2. The Real Competition: UV Radiation vs. Cosmic Rays
There are two major players in space that can shock hydrogen gas and make it emit light: the first is starlight (UV light) and the second is cosmic rays. Until now, the problem was that when we observed light through telescopes, we were confused about what produced it.
This paper has put an end to this confusion once and for all. The authors proved that UV light cannot penetrate dense and cold clouds because the dust in the path blocks it. But cosmic rays are so powerful that they reach the deepest and darkest part of the cloud (cloud core). The result was that if we look at the "High Column Density" part of the cloud (where the gas is very dense), the light seen there is 100% due to cosmic rays. This means we no longer need to worry about UV light, and we can clearly measure the activity of cosmic rays.

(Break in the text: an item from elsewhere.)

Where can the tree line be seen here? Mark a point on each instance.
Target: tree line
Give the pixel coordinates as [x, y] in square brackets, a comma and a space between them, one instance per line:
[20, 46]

3. Detection: Can We Really See It?
The authors performed calculations to see if our current telescopes are capable of detecting this faint light. The answer is: Yes!
They explained that the Very Large Telescope (VLT) in Chile, one of the largest telescopes on Earth, is perfect for this task. If we focus this telescope on a cold cloud and collect data continuously for 8 hours (integration time), we will clearly see those "H2 emission lines." This is a significant result because previously people thought that this light was so weak that it would never be visible. Now we have an "action plan" for how and for how long to observe the clouds. Furthermore, in the future, the ELT (Extremely Large Telescope) and JWST will be able to see it even more easily.
4. Future Benefit: The Galaxy's Climate and the Secrets of Star Formation
The biggest benefit of this method will be in the future. Cosmic rays are what determine when gas changes will shrink to form a new star. If we know how many cosmic rays (CRIR) are in different corners of the galaxy, we will be able to understand the rate of new star formation.
In addition, this method will also tell us where these cosmic rays are coming from. Do they come only from supernovae (star explosions) or do they have some other mysterious origin? After this paper, we will be able to create a "cosmic-ray map" of the entire Milky Way Galaxy. Just like we measure the temperature of every city on Earth, we will be able to measure the "heat" and "speed" of cosmic rays in every corner of space. This information will provide a new direction for understanding space science and the world of stars.